La Convention internationale des droits de l'enfant
La Convention internationale des droits de l'enfant,
adoptée par l'Assemblée générale des
Nations unies le 20 novembre 1989, est l'aboutissement
d'une très longue histoire. On peut, bien sûr, l'inscrire
dans la filiation de Rousseau et, peut-être même,
voir en Montaigne un de ses précurseurs. On doit, de toute
évidence, la faire remonter aux années 1920, puisque
que c'est à ce moment-là que Janusz Korczak
réclama pour la première fois à la Société
des Nations une Charte pour la protection des enfants.

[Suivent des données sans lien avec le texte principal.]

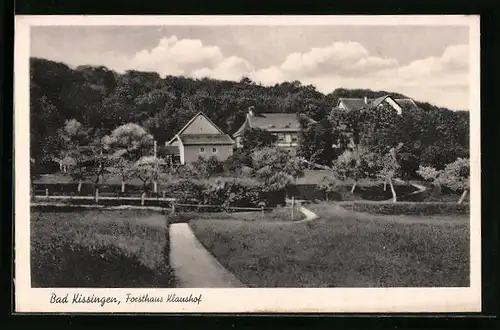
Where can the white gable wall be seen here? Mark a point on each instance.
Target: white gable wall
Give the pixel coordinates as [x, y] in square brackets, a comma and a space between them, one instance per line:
[393, 104]
[200, 125]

Le 17 mai 1923, l'Union internationale de secours aux enfants
proclama, pour la première fois, une Déclaration
des droits de l'enfant, dite aussi Déclaration de Genève,
qui était essentiellement centrée sur le soutien
et l'assistance aux enfants en difficulté mais qui, néanmoins,
comportait déjà un certain nombre de principes qui
seront repris en septembre 1924 par l'assemblée de la Société
des Nations.
Mais la déclaration à laquelle nous nous
référons aujourd'hui, c'est celle de novembre 1959,
qui, 30 ans plus tard, le 20 novembre 1989, est devenue une convention.

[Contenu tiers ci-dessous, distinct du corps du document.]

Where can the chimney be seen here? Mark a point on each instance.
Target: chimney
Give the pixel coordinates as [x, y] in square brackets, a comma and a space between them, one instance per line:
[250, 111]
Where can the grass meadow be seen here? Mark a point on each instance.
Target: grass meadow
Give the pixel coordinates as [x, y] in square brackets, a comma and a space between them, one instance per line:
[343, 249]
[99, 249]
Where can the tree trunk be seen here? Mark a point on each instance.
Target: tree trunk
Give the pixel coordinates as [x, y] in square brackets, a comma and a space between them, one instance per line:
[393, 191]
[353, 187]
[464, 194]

Une convention, c'est-à-dire non pas une simple déclaration
d'intention, mais un texte ayant force de loi et constituant une
référence obligée pour tous les pays qui
y adhèrent. Un texte particulièrement important
aujourd'hui, à l'aube du XXIe siècle : un milliard
et demi d'enfants vivent avec moins de 170 francs français
par mois; quinze millions d'enfants de moins de cinq ans meurent
chaque année par manque de soins; plus de cent millions
vivent dans la rue; quatre cents millions sont exploités
par le travail, le plus souvent dans des conditions indignes;
en Afrique seulement, plus de cent cinquante millions d'enfants
n'ont pas accès à la moindre forme de scolarisation
et ce chiffre est en augmentation d'année en année,
certains états africains comme le Congo ayant décidé
d'interrompre tout financement en matière éducative.
Pendant ce temps, dans les pays occidentaux, la marchandisation
de l'enfance sous toutes ses formes ne cesse de s'accroître
: exploitation éhontée de l'enfance par la publicité
et les médias, développement de sectes de tous ordres
où l'abus sexuel sur des mineurs est considéré
comme un "droit des adultes" Bref, plus de dix ans après
la Convention internationale des droits de l'enfant, il n'est
pas nécessaire de s'interroger sur son actualité!
Pour autant, ce texte est loin de faire l'unanimité
et il soulève de nombreuses questions qu'il n'est pas possible
d'éluder. C'est pourquoi il est nécessaire d'en
analyser précisément les enjeux. Nous le ferons
en montrant, dans un premier temps, à quel point cette
convention, si on la comprend comme "événement",
dans le mouvement même qui a permis son élaboration
et qui amène nombre d'entre nous à se référer
à elle, est un texte absolument essentiel. Mais nous montrerons
aussi que, pris dans sa littéralité, analysé
indépendamment d'une compréhension proprement pédagogique
du phénomène de l'enfance et de l'éducation,
ce texte est profondément ambigu et suscite légitimement
un certain nombre d'interrogations. Nous nous efforcerons de répondre
à ces dernières en montrant, précisément,
qu'elles sont au cur du travail de l'éducateur et qu'à
ce titre, elles ne doivent pas nous faire peur mais, au contraire,
nous permettre d'entrer dans la complexité même de
l'entreprise éducative, loin des apories théoriques
et des polémiques, là où s'élaborent
la conviction et les moyens nécessaires à tout éducateur
aux prises avec la nécessité de transmettre sans
conformer.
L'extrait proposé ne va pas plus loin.